Joyce Owens worked tirelessly to build up her small public relations firm that was known for providing pro bono services to Queens community organizations. But in 1993, Owens' life radically changed when she was diagnosed with a brain tumor.

After being hospitalized nine times, suffering numerous seizures and surviving two brain procedures, the 56-year-old Jamaica resident is thankful to be alive.

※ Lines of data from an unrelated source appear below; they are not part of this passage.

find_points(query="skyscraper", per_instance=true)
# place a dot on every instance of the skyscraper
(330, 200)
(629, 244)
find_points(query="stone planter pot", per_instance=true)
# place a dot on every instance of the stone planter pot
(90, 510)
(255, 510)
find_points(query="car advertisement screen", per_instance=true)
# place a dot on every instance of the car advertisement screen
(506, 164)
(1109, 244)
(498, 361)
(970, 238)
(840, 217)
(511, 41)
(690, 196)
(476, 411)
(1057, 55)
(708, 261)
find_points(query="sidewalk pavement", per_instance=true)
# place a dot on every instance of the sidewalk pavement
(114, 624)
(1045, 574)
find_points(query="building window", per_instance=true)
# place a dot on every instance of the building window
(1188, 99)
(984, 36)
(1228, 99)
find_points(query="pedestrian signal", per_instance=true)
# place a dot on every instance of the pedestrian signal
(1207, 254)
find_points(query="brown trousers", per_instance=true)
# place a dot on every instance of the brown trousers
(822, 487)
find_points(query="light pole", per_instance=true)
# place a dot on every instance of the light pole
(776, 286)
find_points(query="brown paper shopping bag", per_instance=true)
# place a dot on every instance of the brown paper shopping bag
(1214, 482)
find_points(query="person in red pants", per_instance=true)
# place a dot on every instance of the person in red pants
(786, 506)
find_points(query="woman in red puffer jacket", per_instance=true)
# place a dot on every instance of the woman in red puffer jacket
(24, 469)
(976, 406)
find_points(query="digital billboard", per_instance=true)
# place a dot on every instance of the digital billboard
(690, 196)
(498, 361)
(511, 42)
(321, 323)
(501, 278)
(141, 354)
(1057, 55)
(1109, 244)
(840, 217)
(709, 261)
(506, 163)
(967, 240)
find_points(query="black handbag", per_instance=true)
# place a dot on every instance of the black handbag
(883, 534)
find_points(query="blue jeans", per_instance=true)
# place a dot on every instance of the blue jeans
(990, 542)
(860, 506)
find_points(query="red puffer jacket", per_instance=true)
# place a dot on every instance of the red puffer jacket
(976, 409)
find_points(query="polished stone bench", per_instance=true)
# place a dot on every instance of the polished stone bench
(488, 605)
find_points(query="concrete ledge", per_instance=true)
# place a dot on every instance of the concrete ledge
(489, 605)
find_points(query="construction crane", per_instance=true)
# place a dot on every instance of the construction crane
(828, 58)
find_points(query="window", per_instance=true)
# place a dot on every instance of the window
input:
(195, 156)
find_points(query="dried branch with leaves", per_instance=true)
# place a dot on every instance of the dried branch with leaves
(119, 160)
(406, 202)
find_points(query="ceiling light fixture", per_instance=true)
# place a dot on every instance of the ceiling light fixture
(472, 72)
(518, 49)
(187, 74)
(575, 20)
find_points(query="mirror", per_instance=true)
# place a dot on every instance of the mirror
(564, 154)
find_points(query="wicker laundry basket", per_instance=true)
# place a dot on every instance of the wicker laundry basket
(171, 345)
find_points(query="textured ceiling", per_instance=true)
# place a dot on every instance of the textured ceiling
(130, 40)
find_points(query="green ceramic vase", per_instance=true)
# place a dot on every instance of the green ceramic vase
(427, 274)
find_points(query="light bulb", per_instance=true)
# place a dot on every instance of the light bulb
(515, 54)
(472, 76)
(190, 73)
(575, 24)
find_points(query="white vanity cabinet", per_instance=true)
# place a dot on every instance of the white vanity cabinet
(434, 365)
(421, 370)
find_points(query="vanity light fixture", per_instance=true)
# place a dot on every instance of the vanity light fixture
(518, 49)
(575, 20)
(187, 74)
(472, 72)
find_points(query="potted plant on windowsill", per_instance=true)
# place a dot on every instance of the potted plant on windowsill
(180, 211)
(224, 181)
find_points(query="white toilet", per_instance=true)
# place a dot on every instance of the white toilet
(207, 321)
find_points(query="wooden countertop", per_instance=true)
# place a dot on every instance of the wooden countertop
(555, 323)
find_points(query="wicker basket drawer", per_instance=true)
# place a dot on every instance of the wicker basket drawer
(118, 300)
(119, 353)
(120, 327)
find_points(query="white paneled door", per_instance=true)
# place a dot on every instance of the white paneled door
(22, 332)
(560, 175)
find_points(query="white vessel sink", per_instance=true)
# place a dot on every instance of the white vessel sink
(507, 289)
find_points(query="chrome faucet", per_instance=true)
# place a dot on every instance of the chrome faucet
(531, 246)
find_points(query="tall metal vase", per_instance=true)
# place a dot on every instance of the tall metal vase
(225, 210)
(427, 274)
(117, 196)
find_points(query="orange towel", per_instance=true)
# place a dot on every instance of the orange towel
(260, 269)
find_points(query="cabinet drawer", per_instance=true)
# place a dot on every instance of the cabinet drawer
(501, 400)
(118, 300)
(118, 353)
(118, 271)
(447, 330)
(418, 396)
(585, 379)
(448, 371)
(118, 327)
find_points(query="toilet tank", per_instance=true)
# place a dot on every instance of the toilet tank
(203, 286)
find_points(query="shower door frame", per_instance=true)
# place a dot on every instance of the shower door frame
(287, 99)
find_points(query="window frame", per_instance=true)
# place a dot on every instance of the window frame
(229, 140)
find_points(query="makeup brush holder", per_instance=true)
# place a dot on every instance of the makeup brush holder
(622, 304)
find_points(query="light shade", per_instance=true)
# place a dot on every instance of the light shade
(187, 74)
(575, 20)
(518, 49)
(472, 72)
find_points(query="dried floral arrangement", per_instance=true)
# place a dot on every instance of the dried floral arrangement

But while Owens is now mostly homebound, she has founded the Joyce Owens Project for southeast Queens residents who are dealing with brain injuries or forms of dementia.

“This wasn't supposed to happen,” Owens said during a telephone interview. “But I don't just have to sit here and bemoan.”

Her public relations company, called Owens Communications, was based in the Kaufman Astoria Studios for years.

Owens hopes her experience in dealing with the medical system and the effects of brain injury will help prevent some of the things that happened to her from happening to others.

Owens said she was initially misdiagnosed by doctors with a type of brain tumor called meningioma and during surgery her brain was subjected to over-radiation.

After switching doctors she learned she had been misdiagnosed and was actually suffering from sarcodosis, an inflammatory disease in her lungs that had spread to her brain.

“I really was not myself for a couple of years,” Owens said, referring to the effect prescription drugs and steroids had on her faculties.

While Owens is still dependent on steroids, her articulate manner and normal appearance do not betray the numerous challenges she faces every day.

She has problems with balance, chronic fatigue and impaired cognitive functions that prevent her from doing everyday tasks like driving a car or cooking a meal.

“I only cook when my roommate is home,” she said because of the possibility she could forget to turn off the stove.

Owens said since there are often no visible signs of brain damage, people often do not know to treat victims differently.

Recently she flew to Chicago to visit her ailing mother and members of the airport staff who were helping her claim her baggage practically raced her through the airport.

“They were treating me like nothing was wrong with me,” she said. “I mean I can walk, but after about three blocks I have to sit down and rest.”

“She was a brilliant, dynamic woman,” said former co-worker Cliff Frazier, who is now the director of the Martin Luther King Jr. Center for Non-Violence in the Bronx.